— Щука, — сказал Серый.

— А что я с ней буду делать? — Вид этой скользкой блестящей рыбины, надо сказать, не внушал мне никакого энтузиазма.

— А я почем знаю, — пожал плечами Серый и, помахав на прощанье рукой, направился в дом.

Ваня взял у меня из рук пакет со щукой, и мы развернулись, чтобы уходить.

— Щуку хорошо запекать в сметане, — сказала тетка Маша. Оказывается, она все еще была здесь. — Или уху сварить.

— Уху я умею, — неожиданно сказал Ваня.

— А я ничего не умею, — сказала я. — Могу только пожарить филе из супермаркета.

Тетка Маша укоризненно покачала головой, и мы ушли.

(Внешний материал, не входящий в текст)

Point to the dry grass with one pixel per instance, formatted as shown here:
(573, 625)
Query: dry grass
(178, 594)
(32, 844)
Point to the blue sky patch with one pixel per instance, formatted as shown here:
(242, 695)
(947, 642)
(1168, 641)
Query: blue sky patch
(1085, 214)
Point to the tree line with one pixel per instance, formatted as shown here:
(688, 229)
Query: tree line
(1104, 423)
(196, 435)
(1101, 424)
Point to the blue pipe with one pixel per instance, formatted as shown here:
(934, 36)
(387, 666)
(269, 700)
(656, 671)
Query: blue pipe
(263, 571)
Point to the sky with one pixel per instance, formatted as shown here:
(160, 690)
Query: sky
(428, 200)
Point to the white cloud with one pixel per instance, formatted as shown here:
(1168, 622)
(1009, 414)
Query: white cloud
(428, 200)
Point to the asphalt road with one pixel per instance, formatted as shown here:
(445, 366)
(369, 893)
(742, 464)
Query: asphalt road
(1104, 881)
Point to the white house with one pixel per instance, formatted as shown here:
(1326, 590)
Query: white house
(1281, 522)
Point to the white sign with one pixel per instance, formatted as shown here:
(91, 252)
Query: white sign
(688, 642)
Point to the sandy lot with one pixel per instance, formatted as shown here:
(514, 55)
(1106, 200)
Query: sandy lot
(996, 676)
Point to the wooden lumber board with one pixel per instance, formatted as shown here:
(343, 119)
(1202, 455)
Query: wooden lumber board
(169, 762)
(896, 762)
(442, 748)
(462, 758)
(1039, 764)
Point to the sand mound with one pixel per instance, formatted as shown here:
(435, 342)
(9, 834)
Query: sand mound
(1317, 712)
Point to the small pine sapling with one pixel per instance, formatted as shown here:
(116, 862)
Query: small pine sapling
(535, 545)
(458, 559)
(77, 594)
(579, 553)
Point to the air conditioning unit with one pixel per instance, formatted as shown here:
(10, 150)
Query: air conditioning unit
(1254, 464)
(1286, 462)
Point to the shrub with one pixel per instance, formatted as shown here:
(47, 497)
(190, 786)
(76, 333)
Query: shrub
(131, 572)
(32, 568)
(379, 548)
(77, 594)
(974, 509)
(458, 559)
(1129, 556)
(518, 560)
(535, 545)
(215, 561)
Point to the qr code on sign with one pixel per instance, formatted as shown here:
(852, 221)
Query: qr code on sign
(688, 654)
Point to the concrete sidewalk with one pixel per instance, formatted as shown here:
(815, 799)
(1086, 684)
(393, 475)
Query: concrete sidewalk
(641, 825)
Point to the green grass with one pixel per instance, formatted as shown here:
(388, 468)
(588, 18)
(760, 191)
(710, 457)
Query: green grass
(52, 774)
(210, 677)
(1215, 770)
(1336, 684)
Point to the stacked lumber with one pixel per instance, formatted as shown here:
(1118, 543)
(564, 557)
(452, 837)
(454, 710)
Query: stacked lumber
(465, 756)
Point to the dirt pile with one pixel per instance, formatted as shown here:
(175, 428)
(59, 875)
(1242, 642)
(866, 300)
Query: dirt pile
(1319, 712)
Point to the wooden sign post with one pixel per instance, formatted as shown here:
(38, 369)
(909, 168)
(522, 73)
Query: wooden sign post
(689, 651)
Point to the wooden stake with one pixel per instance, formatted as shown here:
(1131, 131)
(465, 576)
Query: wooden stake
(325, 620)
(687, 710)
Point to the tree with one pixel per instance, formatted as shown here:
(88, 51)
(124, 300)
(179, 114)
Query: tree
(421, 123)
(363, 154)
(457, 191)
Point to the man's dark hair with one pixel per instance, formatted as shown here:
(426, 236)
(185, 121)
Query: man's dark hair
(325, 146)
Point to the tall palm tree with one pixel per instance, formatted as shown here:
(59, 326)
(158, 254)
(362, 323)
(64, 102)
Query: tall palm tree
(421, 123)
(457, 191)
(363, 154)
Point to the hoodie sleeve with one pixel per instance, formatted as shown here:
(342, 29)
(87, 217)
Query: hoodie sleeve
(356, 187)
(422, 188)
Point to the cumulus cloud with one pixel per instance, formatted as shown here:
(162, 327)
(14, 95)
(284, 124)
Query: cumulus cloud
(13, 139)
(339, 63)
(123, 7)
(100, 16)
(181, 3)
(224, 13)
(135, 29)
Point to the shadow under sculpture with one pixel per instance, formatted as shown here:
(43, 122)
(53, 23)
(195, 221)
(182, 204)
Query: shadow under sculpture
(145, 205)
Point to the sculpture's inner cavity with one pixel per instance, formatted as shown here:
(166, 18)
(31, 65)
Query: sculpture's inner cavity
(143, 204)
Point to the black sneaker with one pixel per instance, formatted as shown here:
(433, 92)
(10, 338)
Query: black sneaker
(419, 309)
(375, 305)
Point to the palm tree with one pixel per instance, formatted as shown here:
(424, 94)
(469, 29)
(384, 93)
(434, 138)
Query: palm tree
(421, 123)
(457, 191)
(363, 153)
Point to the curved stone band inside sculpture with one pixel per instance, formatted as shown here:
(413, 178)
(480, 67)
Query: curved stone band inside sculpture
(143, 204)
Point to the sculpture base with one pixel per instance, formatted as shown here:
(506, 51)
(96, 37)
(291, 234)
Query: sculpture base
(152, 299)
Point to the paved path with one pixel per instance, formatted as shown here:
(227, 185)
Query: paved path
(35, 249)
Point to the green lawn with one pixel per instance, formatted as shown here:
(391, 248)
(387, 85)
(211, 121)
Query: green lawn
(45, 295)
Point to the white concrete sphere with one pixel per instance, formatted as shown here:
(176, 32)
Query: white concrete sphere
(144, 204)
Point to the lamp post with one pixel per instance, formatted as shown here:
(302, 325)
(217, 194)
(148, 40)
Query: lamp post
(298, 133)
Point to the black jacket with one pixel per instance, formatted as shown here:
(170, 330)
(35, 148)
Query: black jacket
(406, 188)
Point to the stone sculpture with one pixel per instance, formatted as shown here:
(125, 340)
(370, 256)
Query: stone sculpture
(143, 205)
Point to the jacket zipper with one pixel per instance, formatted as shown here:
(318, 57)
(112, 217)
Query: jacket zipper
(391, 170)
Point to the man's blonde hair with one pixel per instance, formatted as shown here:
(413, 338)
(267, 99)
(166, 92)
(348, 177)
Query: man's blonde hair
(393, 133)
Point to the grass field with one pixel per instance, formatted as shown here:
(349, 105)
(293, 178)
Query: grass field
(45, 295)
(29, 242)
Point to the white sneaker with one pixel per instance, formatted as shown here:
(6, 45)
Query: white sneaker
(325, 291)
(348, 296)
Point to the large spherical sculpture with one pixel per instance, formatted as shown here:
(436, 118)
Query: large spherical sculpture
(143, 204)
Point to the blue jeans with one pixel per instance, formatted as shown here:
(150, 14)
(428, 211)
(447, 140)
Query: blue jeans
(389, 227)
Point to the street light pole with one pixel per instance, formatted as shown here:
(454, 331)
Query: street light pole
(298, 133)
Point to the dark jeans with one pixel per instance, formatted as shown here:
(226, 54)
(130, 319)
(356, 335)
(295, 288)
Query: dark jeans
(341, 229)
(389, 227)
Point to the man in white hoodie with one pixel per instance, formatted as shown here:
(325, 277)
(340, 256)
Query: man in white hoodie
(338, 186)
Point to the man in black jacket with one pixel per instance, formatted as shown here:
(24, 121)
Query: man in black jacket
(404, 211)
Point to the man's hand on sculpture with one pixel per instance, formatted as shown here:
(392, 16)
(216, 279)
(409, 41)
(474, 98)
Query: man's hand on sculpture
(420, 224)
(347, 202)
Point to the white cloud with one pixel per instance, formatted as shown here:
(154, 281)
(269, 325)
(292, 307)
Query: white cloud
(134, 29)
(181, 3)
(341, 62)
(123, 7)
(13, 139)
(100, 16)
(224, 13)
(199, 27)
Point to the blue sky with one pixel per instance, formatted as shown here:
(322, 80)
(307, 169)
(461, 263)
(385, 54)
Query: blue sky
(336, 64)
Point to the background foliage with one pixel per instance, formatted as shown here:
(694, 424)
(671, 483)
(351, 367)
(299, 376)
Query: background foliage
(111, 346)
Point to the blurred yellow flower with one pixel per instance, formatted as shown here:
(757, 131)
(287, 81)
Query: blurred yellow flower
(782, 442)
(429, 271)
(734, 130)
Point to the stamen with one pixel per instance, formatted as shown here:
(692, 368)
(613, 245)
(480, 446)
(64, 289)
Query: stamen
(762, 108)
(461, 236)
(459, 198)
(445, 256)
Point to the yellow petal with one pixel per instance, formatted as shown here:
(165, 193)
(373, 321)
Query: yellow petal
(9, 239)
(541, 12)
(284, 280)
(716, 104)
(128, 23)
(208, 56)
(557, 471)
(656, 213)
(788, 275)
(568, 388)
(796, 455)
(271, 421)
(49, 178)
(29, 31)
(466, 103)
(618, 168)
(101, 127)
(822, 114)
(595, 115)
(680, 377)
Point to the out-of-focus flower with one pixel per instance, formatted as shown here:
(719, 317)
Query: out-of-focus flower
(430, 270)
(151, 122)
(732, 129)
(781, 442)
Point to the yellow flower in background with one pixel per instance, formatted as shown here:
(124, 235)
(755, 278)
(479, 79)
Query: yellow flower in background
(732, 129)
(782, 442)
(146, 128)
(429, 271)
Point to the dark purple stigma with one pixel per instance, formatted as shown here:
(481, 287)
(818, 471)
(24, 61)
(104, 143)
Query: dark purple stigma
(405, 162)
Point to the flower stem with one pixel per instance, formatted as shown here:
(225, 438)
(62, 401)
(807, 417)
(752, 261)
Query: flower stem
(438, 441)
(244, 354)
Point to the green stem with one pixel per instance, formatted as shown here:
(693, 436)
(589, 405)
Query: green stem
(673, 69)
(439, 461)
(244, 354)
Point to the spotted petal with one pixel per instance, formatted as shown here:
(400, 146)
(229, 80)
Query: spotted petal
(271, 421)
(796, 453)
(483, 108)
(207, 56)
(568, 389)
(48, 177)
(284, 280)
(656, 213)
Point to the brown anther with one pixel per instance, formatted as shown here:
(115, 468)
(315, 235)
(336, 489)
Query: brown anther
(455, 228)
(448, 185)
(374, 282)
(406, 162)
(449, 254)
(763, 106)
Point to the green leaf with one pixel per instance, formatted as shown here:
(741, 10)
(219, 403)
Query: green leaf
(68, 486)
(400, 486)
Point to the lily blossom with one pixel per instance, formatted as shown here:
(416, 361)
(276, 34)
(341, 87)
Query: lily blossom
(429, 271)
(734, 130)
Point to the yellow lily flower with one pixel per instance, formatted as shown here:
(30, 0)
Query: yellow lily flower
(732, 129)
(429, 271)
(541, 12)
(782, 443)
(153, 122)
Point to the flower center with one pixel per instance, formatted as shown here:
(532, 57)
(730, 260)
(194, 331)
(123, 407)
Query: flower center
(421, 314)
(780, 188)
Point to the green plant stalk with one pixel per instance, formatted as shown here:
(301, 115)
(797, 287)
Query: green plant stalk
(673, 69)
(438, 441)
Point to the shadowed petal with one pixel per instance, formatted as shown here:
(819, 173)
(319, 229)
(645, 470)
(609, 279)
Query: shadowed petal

— Я знаю классный рецепт ухи, — сказал Борька, который вышел из сосредоточенной задумчивости, когда увидел щуку, которую Ваня вытряхнул из пакета в раковину.

— Ваня тоже знает, — сказала я.

— Никакой картошки и прочей ерунды, — продолжал Борька. — Рыба, луковица, черный перец, лавровый лист и много зелени.

— А в конце надо влить рюмку водки, — добавил Ваня.

— Точно! — обрадовался Борька. — А лучше две.

— Смотря какой объем.

— Ее же еще чистить надо, — сказала я, с неприязнью глядя на рыбину.

— Я почищу, — вызвался Ваня. — Только лучше это делать на улице.

— Мы что, прямо сейчас будем уху варить? — поинтересовалась я. — Лично мне есть совсем не хочется. К тому же уже почти ночь.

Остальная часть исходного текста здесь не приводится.